Jesse King was born in New Jersey around 1778. It has not
been determined whom his parents were, nor how he came to be in
Adams County, Mississippi Territory, when he married Sofia James
(Jacoby) in Natchez in the year 1801. There were Kings among the
Jersey Settlers of Kingston near Natchez in the late 1700's, but
none of the books or genealogy charts of those families claim any
connection to Jesse.
The U. S. Census reports of 1840, 1850, and 1860 that record his children, list the birthplace of their father, Jesse, as New Jersey.
Jesse was listed as an infant under age with Charles King on three separate occasions in Natchez District court records jointly in 1791, and then again on July 24, 1810, Charles King purchased Bartholomew James (father-in-law of Jesse King) homeplace, 100 acres, four miles south of Bayou St. Catherine, and about seven miles from the Fort of Natchez. I could assume that Jesse is the son of Charles--nowhere else can I find a direct connection to any other King until we find Jesse listed as a land owner with other Kings and his father-in-law in Pike County, Mississippi near Holmesville on the Homa Chita River. This is around 1810--the same time that Charles King bought the James home place. Charles King died in Kingston, Adams County, MS, and was the son of Joseph King, b. 13 December 1735 in Southold, LI, NY, Died 19 May 1794 in Chester, NJ. Joseph was married to Prudence Howell, b. 1730 in Southampton, LI, NY and she died 02 February 1764; she was the daughter of Ebenezer Howell.

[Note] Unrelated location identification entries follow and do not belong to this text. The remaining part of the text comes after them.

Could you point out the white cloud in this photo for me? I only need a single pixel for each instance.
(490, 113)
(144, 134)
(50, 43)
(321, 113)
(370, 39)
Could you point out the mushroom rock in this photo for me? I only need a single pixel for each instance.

Charles was the grandson of Constant King, b. 9 February 1712, d. 16 Mar 1780 in Chester, NJ. Constant was married to Phebe Horton, b. 3 June 1711 and she died 19 May 1789 in Chester, NJ. They married 13 February 1735. Phebe was the daughter of David and Mary Horton.

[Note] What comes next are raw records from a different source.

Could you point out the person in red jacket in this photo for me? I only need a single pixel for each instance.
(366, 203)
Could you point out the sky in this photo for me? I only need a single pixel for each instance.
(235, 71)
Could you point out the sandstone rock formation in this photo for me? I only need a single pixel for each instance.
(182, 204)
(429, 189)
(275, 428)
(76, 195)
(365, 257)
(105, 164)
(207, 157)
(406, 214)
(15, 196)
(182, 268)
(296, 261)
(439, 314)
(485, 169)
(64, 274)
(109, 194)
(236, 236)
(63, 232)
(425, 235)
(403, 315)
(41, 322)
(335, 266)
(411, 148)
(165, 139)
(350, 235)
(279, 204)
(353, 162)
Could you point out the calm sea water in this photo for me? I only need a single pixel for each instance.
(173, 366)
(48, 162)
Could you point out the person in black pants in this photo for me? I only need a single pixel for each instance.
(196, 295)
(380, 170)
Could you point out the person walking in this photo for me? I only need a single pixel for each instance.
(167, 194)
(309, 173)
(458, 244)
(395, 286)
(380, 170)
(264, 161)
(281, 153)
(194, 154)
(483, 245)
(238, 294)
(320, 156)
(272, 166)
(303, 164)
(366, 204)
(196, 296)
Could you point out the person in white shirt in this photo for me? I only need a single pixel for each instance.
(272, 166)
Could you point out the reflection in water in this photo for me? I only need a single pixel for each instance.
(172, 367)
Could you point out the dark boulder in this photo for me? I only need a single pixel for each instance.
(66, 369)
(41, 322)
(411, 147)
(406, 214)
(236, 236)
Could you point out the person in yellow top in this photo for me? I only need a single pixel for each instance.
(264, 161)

As mentioned earlier, around 1810, Jesse and Sofie moved to Pike County, Mississippi, near Holmesville on the Homa Chita river. There they lived and reared their family. Jesse King was evidently an educated man. He served as a Notary Public and a Justice of the Peace for a number of years. The legal documents of record composed by him indicated a good control of the English language, and that he was versed in legal terminology. Sofia was probably not literate in the english language, being reared in Pennsylvania of German descent, and was unable to sign her name, but used a witnessed "X" on legal documents.
Jesse King was active in the civic affairs of Pike County. Records show a number of petitions to the federal government signed by him, along with other citizens.
Jessee King was listed as a private in the 13th Regiment (Nixon's) of Mississippi Militia (Source: Publications of the Mississippi Historical Society, Volume IV, edited by Dunbar Rowland, LL.D., 1921, chapter entitled "Rolls of Mississippi Commands in the War of 1812," pages 200-205) (All of Marion and Pike Counties).
In the year 1836 Jesse and Sofie King and their children moved to St. Helena Parish, Louisiana. It is not known just where they settled in St. Helena, but is was likely near what is now the present boundary of Tangipahoa parish. In 1837 Jesse purchases some government land in St. Helena Parish. This property, according to the record, was just west of Amite, La., but in St. Helena Parish, and lay on both sides of the present state Route 16. Part of the property was drained by Coon Branch.
Jesse immediately sold the property to two of his sons, jointly, James Harvey and Washington. He died soon after this, and as he was not listed in the U.S. Census of 1840; however Sofia was listed as head of a household, with three other females living in her household, ages under twenty. Sofia was between 50 and 60 years of age in 1840, probably near 60. She most likely died before 1850, as she was not found in the census of that year.
It is not yet known just how many children there were in this family. Five have been positively identified, and possibly a sixth. They are John C., Washington, James Harvey, Ketura, Catherine, and possibly Elizabeth.